The Canadian Rheumatology Association said by e-mail that it is taking a fresh look at its conflict-of-interest policy. “Excluding people based on very strict criteria may exclude many experts, and impact the quality of the guideline. This is traditionally why we’ve chosen disclosure of [conflicts of interest] rather than exclusion. However, we are currently reviewing our [conflict-of-interest] policies.”

Many of the guideline representatives who spoke to The Globe expressed concern that automatically excluding all the physicians who have received money from the pharmaceutical industry would leave guideline committees without critical expertise, particularly in niche specialties.

“Within a small group like this, it’s very difficult to find dermatologists in Canada who have not had some dealings with industry,” said Jerry Tan, a Windsor dermatologist and the co-chair of a panel that produced the Canadian clinical practice guideline on the management of acne.

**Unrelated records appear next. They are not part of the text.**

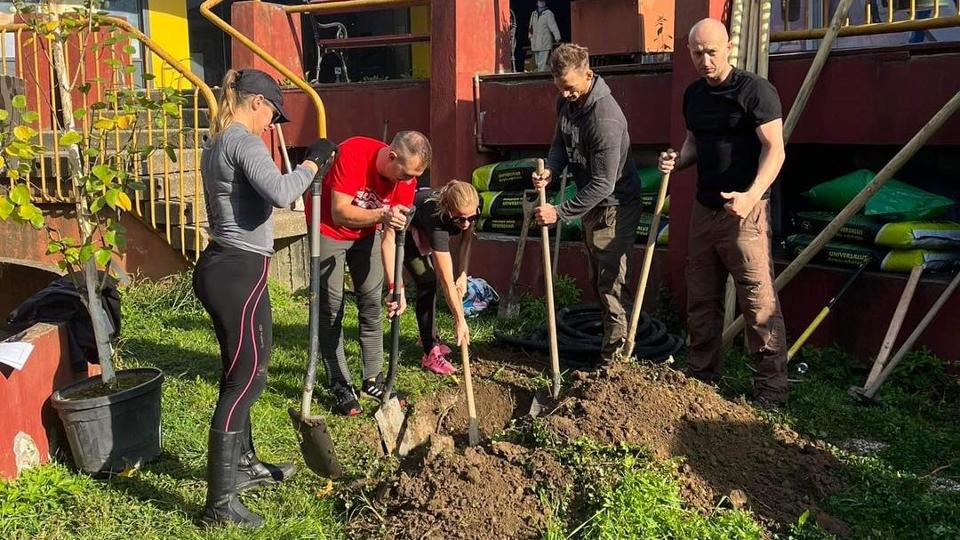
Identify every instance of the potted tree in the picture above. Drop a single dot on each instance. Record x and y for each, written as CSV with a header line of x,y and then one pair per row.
x,y
112,421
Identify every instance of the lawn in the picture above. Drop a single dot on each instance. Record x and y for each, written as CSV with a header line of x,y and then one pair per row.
x,y
907,488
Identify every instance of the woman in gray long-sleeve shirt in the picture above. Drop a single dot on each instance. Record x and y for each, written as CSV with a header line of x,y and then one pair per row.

Dr. Tan was one of the 10 doctors on the panel who divulged receiving payments from the pharmaceutical industry. Only one of the panelists had not. The acne guideline was directly funded with about $120,000 from five drug companies, according to Dr. Tan, who himself has worked as an adviser, consultant or clinical investigator for nine different companies, according to the disclosure published at the bottom of the guideline.

However, he said that he and his co-chair were “very conscious of the risk of bias and of how conflict of interest might be construed” as they led the guideline process. They solicited funds from between 15 and 20 companies, then kept the identity of the five funders secret from the rest of the panel and recused themselves from all voting.

Several other guideline committees have also tried to erect safeguards that would allow conflicted doctors to share their knowledge without unduly influencing the final recommendations.

In the case of Hypertension Canada, for example, just over half of the 80 doctors involved in the 2017 guidelines for managing high blood pressure declared a conflict of some sort with industry.

But the non-profit organization keeps Big Pharma’s influence in check by barring all panelists from voting on sections of the guideline in which their potential conflicts of interest might come into play. It also has a central review committee comprised of methodological experts with no industry affiliations.

Cancer Care Ontario, a government agency that produced two of the guidelines reviewed by The Globe, does not allow conflicted physicians to chair its guideline panels. It also leaves the final word on its recommendations to an approval panel with no conflicts.

For Daniel Gorman, a psychiatrist at the Hospital for Sick Children in Toronto who helped to craft the Canadian guidelines related to attention-deficit hyperactivity disorder in children, the influence of the pharmaceutical industry remains a “big problem.” He was one of nine members of the panel who received no payments from industry. Three others declared conflicts.

He is skeptical of his counterparts who say Big Pharma’s financial influence can be difficult to escape.
“Is it hard to avoid getting into relationships where they’re actually paying you to do research or give talks?” Dr. Gorman said. “That’s not difficult. You just say no.”